ご自分の断罪に関わるとご存じないはずなのに……。野生の勘というものなのでしょうか?
アイク様も苦笑しております。
「えっと、お兄様の仰る通り、ジェシーも夢に出てきたのです。あの……」
チラリとアイク様に視線を送れば、ボクが何をいうのか心得ているかのようにアイク様が肩を竦めました。
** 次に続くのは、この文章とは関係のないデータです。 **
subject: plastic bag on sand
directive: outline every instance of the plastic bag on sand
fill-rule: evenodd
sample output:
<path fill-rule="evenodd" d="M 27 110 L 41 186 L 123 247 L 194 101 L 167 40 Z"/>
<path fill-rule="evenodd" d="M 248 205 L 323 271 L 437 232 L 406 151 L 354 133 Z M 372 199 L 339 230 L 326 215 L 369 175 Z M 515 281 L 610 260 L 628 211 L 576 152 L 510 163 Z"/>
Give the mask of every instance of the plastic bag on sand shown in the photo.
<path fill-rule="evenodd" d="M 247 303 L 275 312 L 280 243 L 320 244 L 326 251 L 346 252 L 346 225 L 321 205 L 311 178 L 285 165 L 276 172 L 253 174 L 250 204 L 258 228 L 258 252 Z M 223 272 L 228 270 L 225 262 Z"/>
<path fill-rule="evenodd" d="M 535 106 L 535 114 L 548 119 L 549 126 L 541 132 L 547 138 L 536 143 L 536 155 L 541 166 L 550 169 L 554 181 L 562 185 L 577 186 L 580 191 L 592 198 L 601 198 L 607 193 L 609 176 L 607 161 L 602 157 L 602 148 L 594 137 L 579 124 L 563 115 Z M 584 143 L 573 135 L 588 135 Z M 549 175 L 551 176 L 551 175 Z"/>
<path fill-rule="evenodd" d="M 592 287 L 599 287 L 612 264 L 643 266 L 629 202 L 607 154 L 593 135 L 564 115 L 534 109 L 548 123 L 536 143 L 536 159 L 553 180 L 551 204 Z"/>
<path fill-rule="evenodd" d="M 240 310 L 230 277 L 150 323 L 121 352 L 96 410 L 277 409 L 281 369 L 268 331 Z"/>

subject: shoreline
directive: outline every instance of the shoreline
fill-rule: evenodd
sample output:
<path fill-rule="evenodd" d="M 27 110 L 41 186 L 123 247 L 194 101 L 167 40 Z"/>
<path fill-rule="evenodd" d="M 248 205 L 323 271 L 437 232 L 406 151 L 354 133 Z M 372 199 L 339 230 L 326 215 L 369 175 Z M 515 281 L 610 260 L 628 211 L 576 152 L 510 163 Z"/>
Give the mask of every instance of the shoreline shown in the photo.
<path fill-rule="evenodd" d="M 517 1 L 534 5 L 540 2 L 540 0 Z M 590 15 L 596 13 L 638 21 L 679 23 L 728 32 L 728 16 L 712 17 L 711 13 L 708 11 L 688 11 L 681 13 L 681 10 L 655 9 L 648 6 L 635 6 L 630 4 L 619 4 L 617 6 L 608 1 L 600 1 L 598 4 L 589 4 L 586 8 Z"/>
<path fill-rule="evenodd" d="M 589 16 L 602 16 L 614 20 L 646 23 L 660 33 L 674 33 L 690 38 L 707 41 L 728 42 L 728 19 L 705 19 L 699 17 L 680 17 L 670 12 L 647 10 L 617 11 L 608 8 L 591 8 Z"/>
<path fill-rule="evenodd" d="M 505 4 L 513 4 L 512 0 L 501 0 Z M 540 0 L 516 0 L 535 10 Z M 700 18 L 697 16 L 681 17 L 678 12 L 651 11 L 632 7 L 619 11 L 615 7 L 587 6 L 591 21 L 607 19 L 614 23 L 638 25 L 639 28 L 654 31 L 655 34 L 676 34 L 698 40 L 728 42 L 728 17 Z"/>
「アイク様とお兄様はまだ婚約されておりました。そこにジェシーが現れ……アイク様やウエイン様、イクシス様、皆さまジェシーの虜になるのです。それでジェシーを新たな婚約者とするために、その真偽を確かめずにジェシーの言うがままに『ジェシーに陰湿な嫌がらせをした』だとか『冷酷で人の心が分からないのだ』などといってお兄様を断罪したのです!お兄様が嫌がらせなんてするはずないのに!絶対にジェシーの誤解なのに!幼馴染で婚約者だったお兄様を疑うなんて、酷いです!アイク様の馬鹿っ!」
言っている途中で腹が立ってきて思わずアイク様を攻めてしまいました。
「いや、それ夢の話だろう?!私は違うからな?!」
「……もともとお前の好みはああいうタイプなのだからな。そもそも私が婚約者に据えられたのも、幼き頃の私の外見によるものが大きいのではないか?…………アレに誑かされ、古くからの友を裏切るとは……。婚約解消できて良かった。クリスのお陰だ」
心底軽蔑したといった風にアイク様をジロリと見やったお兄様。
ボクをそっと引き寄せ、頭を撫でてくださいました。
「だからそれは夢の話だろう?!」
アイク様は焦ったように顔の前て手を左右に振って必死で言い訳をされました。
「でもアイク様、ジェシーの外見はお好みですよね?」
コロリと手のひら返しで敵に回ったアイク様に、ボクがどれほどがっかりしたことか!
「出会って10年、婚約者の何を見ていたのですか!」と襟元を掴んで揺さぶってやれたら、とどれほどはがゆく思った事か!
じとー。
恨みがましいボクの視線にアイク様が目を彷徨わせ「……嫌いなタイプではない……かもしれない」と言いかけ、慌ててこう言い足しました。
「しかし、あくまでも外見の話だぞ?……あれは……論外だ。彼はクリスとジル、特にクリスに異常な反応を見せていた。クリスも様子がおかしかったが……その理由は先ほどの説明で理解できた。ジルが関わるとクリスはおかしくなるからな。だが、アレの反応の意味が分からない。敵意というよりも……どちらかというと執着のように感じた。